Trim Your System Prompt to Save Tokens

A bloated system prompt wastes tokens on every message. Cut yours in half by removing redundancy, using references, and being concise.

Every token in your system prompt is sent with every API call. A 2,000-token system prompt across 50 turns costs you 100K input tokens just in repeated instructions.

Common Bloat

Most system prompts have these problems:

  • Repetition: saying the same rule three different ways
  • Examples that could be references: embedding full documents instead of pointing to them
  • Defensive instructions: “don’t do X, also don’t do Y, also avoid Z” when one rule covers all three
  • Boilerplate: paragraphs of context the model doesn’t need

Before and After

Before (180 tokens):

You are a helpful coding assistant. You should always write clean,
well-documented code. Make sure to add comments to explain complex
logic. Always follow best practices. When writing code, ensure it
is readable and maintainable. Add docstrings to all functions.

After (25 tokens):

Write clean, documented code. Add docstrings. Comment non-obvious logic.

Techniques

  • Merge overlapping rules. If three rules all say “be concise,” keep one
  • Use shorthand.
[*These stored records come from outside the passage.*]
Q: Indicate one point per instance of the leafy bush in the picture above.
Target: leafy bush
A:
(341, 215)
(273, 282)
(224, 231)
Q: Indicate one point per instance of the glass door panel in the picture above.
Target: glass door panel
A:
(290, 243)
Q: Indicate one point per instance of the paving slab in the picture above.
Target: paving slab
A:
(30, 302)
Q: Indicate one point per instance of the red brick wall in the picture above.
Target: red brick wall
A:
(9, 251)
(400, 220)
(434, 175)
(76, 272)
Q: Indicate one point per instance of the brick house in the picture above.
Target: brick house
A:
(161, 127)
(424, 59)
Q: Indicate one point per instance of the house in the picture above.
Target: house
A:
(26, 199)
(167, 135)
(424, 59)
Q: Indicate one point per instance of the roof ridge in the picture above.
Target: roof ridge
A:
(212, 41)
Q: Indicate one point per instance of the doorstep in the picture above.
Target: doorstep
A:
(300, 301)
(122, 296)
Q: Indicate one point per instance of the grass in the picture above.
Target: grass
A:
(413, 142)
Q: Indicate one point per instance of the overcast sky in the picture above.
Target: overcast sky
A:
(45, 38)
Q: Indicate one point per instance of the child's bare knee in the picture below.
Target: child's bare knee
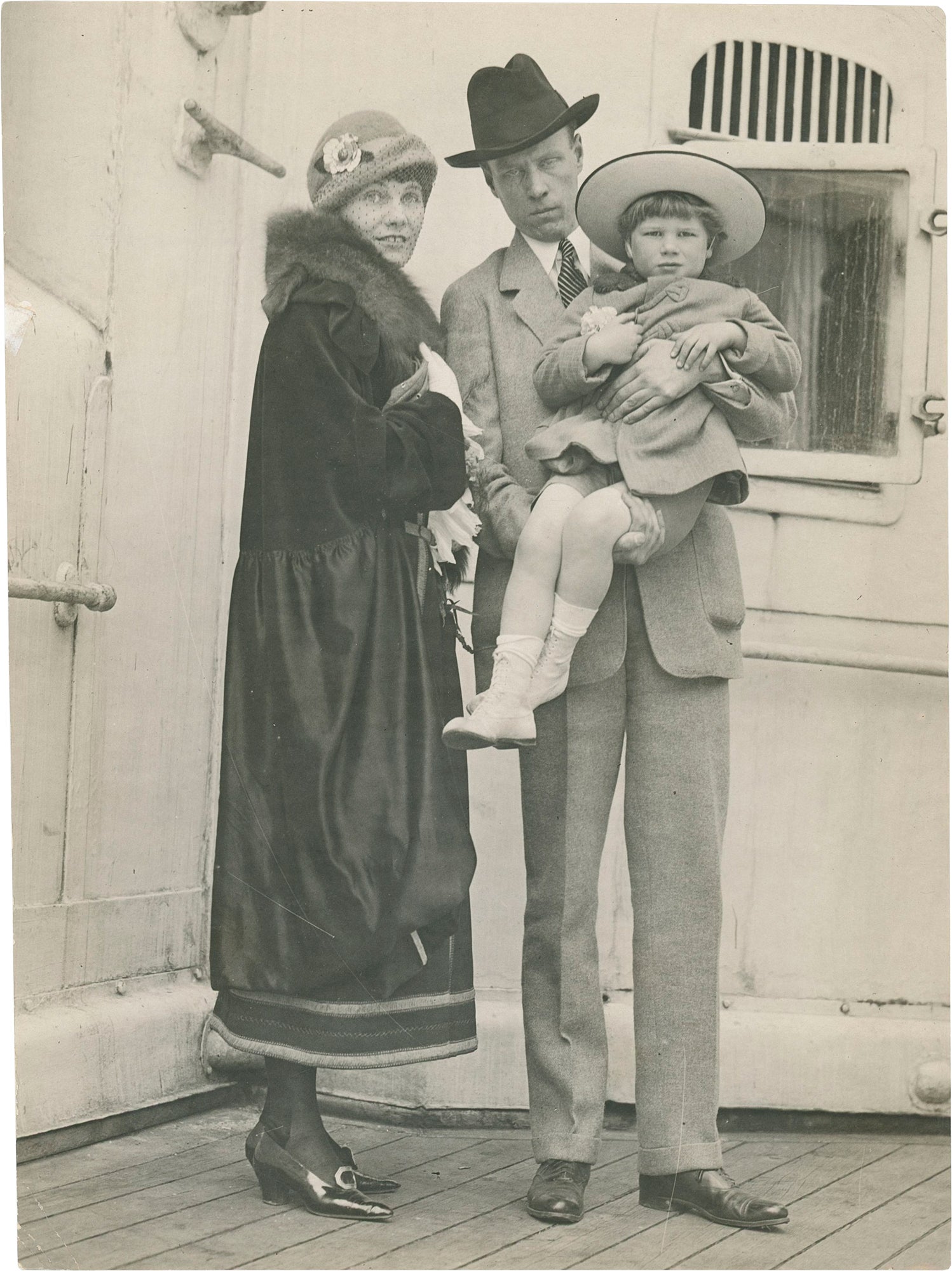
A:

Claude understands “No yapping” as well as a paragraph about brevity
  • Move examples to few-shot messages instead of embedding in the system prompt
  • Reference, don’t embed. Say “Follow the style in src/utils/” instead of pasting the whole file
  • Delete “be helpful” instructions. Claude already tries to be helpful

Measure It

import anthropic
client = anthropic.Anthropic()
count = client.count_tokens(your_system_prompt)
print(f"System prompt: {count} tokens")

Aim for under 500 tokens for most use cases. If you’re over 1,000, you almost certainly have bloat.